FocusLLaVA: A Coarse-to-Fine Approach for Efficient and Effective Visual Token Compression
This addresses efficiency and performance trade-offs in multi-modal AI for fine-grained visual tasks, representing an incremental advancement over existing compression methods.
The paper tackles the computational cost of high-resolution images in multi-modal large language models by proposing FocusLLaVA, a coarse-to-fine visual token compression method that removes visual redundancy, achieving improvements in both efficiency and performance across multiple datasets.

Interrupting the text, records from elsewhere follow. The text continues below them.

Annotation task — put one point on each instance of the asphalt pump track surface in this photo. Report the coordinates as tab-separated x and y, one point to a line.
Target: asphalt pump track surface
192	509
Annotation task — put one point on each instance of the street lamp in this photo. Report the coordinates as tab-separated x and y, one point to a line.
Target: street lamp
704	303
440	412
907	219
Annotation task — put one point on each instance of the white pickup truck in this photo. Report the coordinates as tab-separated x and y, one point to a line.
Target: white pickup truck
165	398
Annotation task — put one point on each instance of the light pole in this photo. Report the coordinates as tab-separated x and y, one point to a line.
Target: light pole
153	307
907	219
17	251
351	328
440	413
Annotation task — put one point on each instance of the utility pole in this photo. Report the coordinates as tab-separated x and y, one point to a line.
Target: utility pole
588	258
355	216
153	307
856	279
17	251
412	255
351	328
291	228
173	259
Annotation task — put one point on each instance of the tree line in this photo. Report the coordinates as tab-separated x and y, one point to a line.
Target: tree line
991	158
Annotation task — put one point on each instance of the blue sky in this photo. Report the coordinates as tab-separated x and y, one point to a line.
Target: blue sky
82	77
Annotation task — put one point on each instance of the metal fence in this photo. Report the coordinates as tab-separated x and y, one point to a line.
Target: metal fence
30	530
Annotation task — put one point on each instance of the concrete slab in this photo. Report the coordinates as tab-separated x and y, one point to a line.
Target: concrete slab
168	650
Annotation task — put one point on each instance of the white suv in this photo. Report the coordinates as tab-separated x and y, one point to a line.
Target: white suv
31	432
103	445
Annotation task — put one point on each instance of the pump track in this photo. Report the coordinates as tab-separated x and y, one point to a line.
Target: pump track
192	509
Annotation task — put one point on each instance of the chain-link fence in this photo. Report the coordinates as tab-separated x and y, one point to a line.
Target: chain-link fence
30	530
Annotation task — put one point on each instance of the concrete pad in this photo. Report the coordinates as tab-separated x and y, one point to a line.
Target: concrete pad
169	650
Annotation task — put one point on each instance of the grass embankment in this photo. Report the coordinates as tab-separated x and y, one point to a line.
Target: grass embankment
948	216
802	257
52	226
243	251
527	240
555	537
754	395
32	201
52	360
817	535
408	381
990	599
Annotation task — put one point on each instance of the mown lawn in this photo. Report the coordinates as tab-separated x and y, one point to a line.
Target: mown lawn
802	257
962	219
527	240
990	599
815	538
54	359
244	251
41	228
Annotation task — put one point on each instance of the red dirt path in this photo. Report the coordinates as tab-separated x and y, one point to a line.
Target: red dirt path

Recent advances on Multi-modal Large Language Models have demonstrated that high-resolution image input is crucial for model capabilities, especially for fine-grained tasks. However, high-resolution images lead to a quadratic increase in the number of visual tokens input into LLMs, resulting in significant computational costs. Current work develop visual token compression methods to achieve efficiency improvements, often at the expense of performance. We argue that removing visual redundancy can simultaneously improve both efficiency and performance. We build a coarse-to-fine visual token compression method, with a vision-guided sampler for compressing redundant regions with low information density, and a text-guided sampler for selecting visual tokens that are strongly correlated with the user instructions.With these two modules, the proposed FocusLLaVA achieves improvements in both efficiency and performance. We validate the effectiveness of our approach on a wide range of evaluation datasets.